But though the notion called forth a healthy self-ridicule in the man who didn’t know, a throb within him of common humanity, which he had hitherto believed dormant, was queerly uneasy for all the sightless lovers of all the world, stumbling on towards disillusion. He felt like a diver who from drowning depths had rescued a pearl, brought it up in his hand—“And was looking about for the swine,” finished Stuart’s sense of humour, also reawakened.

Nevertheless, the uneasiness dogged him, and the impatience. The philosophy of the shears was now indisputably his; not from the far-off speculations of a dreamer, but by claim of pain and payment. He had animated theory with blood-sacrifice, so that theory had become a live thing, a truth which he had no right to retain, which must be flung to the world. After that, let the world take it or leave it, as they willed; his part would be done. They would probably leave it.... And again he burnt with a fiery impatience somehow to pierce that thick denseness of spirit overlying mankind like a pall; so that nine-tenths have lost grip of their own lives, and the remaining tenth have too firm a grip on other people’s; and most are unseeingly miserable, but some benumbed in happiness; and all without wings.

Stuart did not feel any vocation for the platform nor the pulpit; neither had he any desire to throw his theories on to paper and thus propagate them among the unenlightened. It struck him that what he needed was a disciple; some young enthusiast who, believing in him devoutly and to the extent of imitation in all things, would also zealously spread his creed by eloquent tongue and by diligent pen. All prophets had their disciples; a disciple was a necessary adjunct to the master. Stuart was inclined to think himself modest in only seeking one fervent youth to squat at his feet. Most of the old Greek philosophers had founded a whole school. Perhaps that would follow in time. Meanwhile, let him but find some intelligent lad, tumultuously unhappy, restless and miserable and knowing not what he craved, and it ought to be a matter of ease to convert him to the Hairpin Vision, the Essential Renunciation, the Necessity of Conflict, and the Art of Ceasing to Suck the Orange before the Orange Runs Dry of Juice.

—From the shadow-side of the hulk against which Stuart leant, enumerating his ethics to the stars, a long-drawn-out sigh quivered through the air; then a low and satisfied grunt; both sounds expressive of the mood in man, when, having reached a fatuity of content too great for words, he has to resort to animal noises in which to relieve his feelings. Stuart strolled round, and stood gazing down at a reclining figure upon the sand, figure which he recognized as one-half of the lovers who had so often shattered his evening calm.

“Where’s Letty?”

“Hullo!” in languorous slumberous surprise. Then, raising a thatch of ruffled auburn hair and an exceedingly flushed face, the young man enquired: “I say, have you got a match on you? I was just thinking there was nothing on earth left for me to want, when I discovered that I couldn’t light up.”
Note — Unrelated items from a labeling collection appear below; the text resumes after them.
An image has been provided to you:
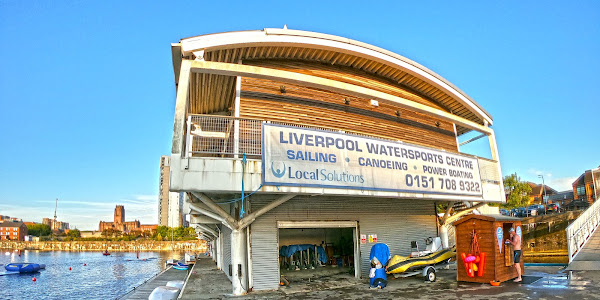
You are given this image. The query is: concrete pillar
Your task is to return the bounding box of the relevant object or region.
[440,225,448,249]
[231,229,248,296]
[215,236,223,270]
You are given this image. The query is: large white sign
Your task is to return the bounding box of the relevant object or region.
[262,124,482,196]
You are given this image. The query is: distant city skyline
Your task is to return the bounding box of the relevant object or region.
[0,1,600,230]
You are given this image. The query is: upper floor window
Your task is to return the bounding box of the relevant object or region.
[577,185,585,196]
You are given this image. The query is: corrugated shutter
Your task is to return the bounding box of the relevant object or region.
[251,196,437,290]
[221,226,231,280]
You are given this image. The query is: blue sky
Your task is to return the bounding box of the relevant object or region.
[0,0,600,229]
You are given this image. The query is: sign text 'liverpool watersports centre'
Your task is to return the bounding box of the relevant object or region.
[262,124,482,196]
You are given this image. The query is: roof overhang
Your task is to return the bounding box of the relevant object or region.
[172,28,493,134]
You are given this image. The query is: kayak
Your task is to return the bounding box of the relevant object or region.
[387,248,456,274]
[4,263,41,273]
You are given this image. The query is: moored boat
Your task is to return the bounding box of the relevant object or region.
[4,263,41,273]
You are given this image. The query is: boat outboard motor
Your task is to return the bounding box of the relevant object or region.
[369,243,391,289]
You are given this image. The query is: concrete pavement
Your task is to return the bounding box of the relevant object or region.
[182,258,600,300]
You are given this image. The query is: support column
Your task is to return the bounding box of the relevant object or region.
[231,229,248,296]
[440,224,448,249]
[215,236,223,270]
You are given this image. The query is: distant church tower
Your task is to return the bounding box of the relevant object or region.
[115,205,125,224]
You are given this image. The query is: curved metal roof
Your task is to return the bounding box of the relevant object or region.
[173,28,493,134]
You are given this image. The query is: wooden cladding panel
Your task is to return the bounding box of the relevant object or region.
[244,60,449,112]
[188,73,236,114]
[240,77,457,152]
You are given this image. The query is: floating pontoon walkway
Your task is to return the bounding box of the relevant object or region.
[121,267,191,300]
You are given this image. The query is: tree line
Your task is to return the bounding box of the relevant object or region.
[27,224,196,241]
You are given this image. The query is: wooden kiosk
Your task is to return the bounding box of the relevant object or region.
[452,214,524,283]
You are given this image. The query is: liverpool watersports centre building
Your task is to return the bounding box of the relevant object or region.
[170,28,504,295]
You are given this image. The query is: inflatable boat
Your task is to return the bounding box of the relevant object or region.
[173,262,190,270]
[387,248,456,274]
[4,263,46,273]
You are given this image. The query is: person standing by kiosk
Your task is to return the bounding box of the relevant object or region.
[506,227,523,282]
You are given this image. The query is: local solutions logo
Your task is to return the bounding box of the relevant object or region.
[271,162,285,178]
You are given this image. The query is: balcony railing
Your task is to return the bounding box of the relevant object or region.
[186,115,502,185]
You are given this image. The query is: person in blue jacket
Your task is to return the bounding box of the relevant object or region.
[369,243,392,289]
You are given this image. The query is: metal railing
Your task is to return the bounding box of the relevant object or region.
[186,115,263,157]
[566,201,600,263]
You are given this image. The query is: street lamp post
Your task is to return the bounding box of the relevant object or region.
[538,175,548,204]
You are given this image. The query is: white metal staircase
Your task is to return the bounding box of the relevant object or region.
[566,201,600,263]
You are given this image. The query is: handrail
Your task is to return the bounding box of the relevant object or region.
[566,201,600,263]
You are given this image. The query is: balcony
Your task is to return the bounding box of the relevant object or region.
[171,115,504,202]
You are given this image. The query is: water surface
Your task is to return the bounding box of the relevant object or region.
[0,250,184,299]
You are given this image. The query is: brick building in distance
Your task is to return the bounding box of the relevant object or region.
[573,166,600,205]
[0,221,27,241]
[98,205,158,232]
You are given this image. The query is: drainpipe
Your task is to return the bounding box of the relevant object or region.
[231,229,248,296]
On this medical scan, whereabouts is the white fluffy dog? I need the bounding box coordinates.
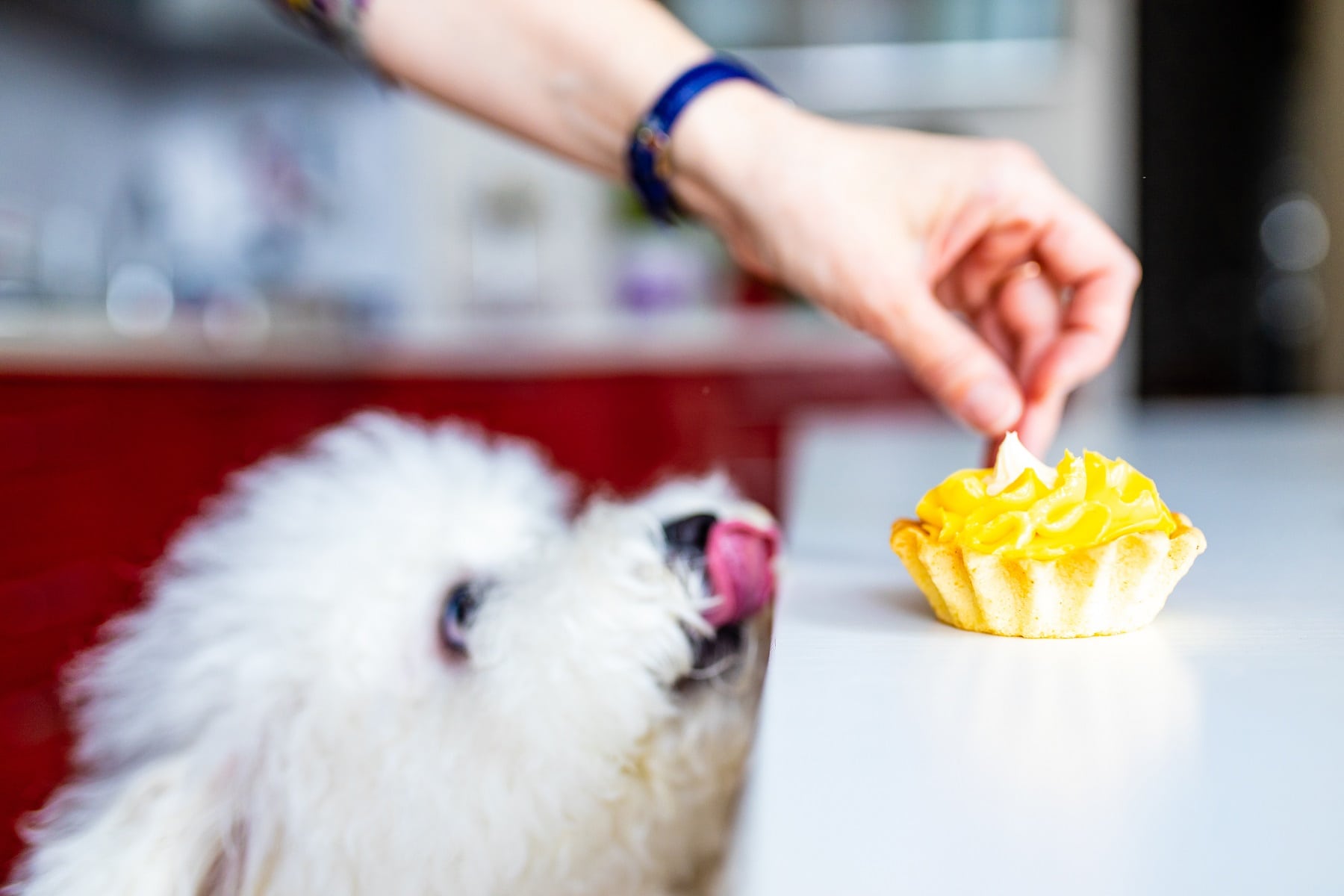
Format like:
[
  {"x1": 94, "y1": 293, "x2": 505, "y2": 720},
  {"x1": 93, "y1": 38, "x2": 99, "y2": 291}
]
[{"x1": 7, "y1": 414, "x2": 776, "y2": 896}]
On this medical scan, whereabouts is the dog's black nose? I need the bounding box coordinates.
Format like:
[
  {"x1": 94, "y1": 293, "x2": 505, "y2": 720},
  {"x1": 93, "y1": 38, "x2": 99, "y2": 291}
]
[{"x1": 662, "y1": 513, "x2": 718, "y2": 553}]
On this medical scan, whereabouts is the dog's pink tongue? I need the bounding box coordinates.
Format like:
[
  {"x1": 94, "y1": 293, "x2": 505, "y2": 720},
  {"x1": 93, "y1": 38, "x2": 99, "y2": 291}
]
[{"x1": 704, "y1": 520, "x2": 780, "y2": 627}]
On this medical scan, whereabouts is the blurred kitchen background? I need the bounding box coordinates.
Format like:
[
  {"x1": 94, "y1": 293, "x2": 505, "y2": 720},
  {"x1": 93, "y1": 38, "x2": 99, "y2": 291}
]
[{"x1": 0, "y1": 0, "x2": 1344, "y2": 876}]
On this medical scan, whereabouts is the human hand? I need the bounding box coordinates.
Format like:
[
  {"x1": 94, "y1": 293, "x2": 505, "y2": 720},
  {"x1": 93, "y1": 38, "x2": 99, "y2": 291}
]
[{"x1": 672, "y1": 84, "x2": 1139, "y2": 452}]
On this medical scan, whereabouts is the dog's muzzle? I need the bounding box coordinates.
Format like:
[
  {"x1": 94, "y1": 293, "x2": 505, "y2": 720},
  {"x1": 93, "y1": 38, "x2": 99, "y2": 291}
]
[{"x1": 662, "y1": 513, "x2": 780, "y2": 629}]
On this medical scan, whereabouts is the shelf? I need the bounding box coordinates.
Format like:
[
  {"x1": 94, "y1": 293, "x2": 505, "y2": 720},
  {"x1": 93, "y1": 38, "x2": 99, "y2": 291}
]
[
  {"x1": 736, "y1": 39, "x2": 1068, "y2": 116},
  {"x1": 0, "y1": 309, "x2": 897, "y2": 379}
]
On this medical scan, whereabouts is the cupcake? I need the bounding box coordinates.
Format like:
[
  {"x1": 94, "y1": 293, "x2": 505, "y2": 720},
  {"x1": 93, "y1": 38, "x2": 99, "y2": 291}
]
[{"x1": 891, "y1": 432, "x2": 1204, "y2": 638}]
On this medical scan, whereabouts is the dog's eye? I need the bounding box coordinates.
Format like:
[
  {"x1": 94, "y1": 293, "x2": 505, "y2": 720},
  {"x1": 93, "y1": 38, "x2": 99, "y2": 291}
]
[{"x1": 438, "y1": 582, "x2": 480, "y2": 657}]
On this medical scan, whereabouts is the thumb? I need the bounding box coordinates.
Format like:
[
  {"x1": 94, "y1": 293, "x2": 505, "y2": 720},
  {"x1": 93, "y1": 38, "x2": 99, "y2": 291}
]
[{"x1": 877, "y1": 284, "x2": 1023, "y2": 435}]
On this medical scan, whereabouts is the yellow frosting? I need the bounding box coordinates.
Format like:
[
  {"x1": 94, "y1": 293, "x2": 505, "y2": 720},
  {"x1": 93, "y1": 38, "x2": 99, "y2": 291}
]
[{"x1": 895, "y1": 451, "x2": 1176, "y2": 560}]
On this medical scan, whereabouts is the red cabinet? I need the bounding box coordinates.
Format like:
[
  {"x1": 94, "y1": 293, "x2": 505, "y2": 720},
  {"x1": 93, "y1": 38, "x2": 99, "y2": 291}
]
[{"x1": 0, "y1": 365, "x2": 915, "y2": 869}]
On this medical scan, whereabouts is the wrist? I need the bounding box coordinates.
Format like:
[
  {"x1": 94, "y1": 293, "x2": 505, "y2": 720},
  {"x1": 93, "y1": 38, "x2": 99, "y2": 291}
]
[{"x1": 668, "y1": 81, "x2": 801, "y2": 231}]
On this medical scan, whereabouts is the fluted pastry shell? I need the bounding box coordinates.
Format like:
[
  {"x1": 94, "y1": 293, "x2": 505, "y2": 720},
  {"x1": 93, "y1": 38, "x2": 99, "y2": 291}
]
[{"x1": 891, "y1": 513, "x2": 1206, "y2": 638}]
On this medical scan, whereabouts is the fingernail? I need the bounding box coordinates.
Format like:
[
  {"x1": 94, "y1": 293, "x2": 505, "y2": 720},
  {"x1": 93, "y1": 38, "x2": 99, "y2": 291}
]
[{"x1": 961, "y1": 378, "x2": 1021, "y2": 435}]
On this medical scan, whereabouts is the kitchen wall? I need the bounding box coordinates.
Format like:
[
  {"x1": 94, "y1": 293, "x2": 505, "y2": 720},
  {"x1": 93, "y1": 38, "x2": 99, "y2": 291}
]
[{"x1": 0, "y1": 16, "x2": 138, "y2": 298}]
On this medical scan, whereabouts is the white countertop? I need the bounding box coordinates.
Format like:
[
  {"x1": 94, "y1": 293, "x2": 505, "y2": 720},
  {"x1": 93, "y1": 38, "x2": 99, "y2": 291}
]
[
  {"x1": 0, "y1": 308, "x2": 899, "y2": 379},
  {"x1": 732, "y1": 403, "x2": 1344, "y2": 896}
]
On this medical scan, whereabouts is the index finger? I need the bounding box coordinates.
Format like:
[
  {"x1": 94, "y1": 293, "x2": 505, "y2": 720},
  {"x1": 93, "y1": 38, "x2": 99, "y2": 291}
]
[{"x1": 1028, "y1": 201, "x2": 1139, "y2": 399}]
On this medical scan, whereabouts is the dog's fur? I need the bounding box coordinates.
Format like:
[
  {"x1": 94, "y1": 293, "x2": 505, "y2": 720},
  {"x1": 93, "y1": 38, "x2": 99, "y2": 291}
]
[{"x1": 5, "y1": 414, "x2": 769, "y2": 896}]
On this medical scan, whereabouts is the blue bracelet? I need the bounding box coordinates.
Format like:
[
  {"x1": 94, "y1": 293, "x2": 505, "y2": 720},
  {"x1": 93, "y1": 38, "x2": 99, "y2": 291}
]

Stuart looked disgusted: was this a thing for a fellow’s star to send a fellow, in answer to fellow’s wish for a disciple? this creature who had nothing left on earth to desire except a match. In silence he proffered his box; it was not worth while to withhold it.

“Letty’s mother had a sick headache to-night,” gurgled Sebastian Levi, in answer to the query first spoken. He was not so richly communicative as a rule; but to-night he was rather beyond himself with a father’s consent just won to his engagement, and several glasses of wine tossed down in celebration thereof; followed by one ecstatic embrace of his betrothed, a rush at fifty miles an hour through the warm sea-scented air, and much solitary starlight imbibed from the dim flat shores of the Haven. So, from drowsy oblivion of his fellow-man, he became suddenly eager and willing to talk:

“We’ve often run out here before, Letty and I. It’s quiet. And it’s only twenty minutes by car. I say, how did you know about Letty? I suppose you must have seen us.”

“I have occasionally noticed an indistinguishable blur or two,” replied Stuart, sitting down upon a black and moss-grown spar, and lighting his own cigarette. “The blur being to-day shrunken to half its size, I subtracted one from two, and asked you where she was. And thus the mystery is explained.”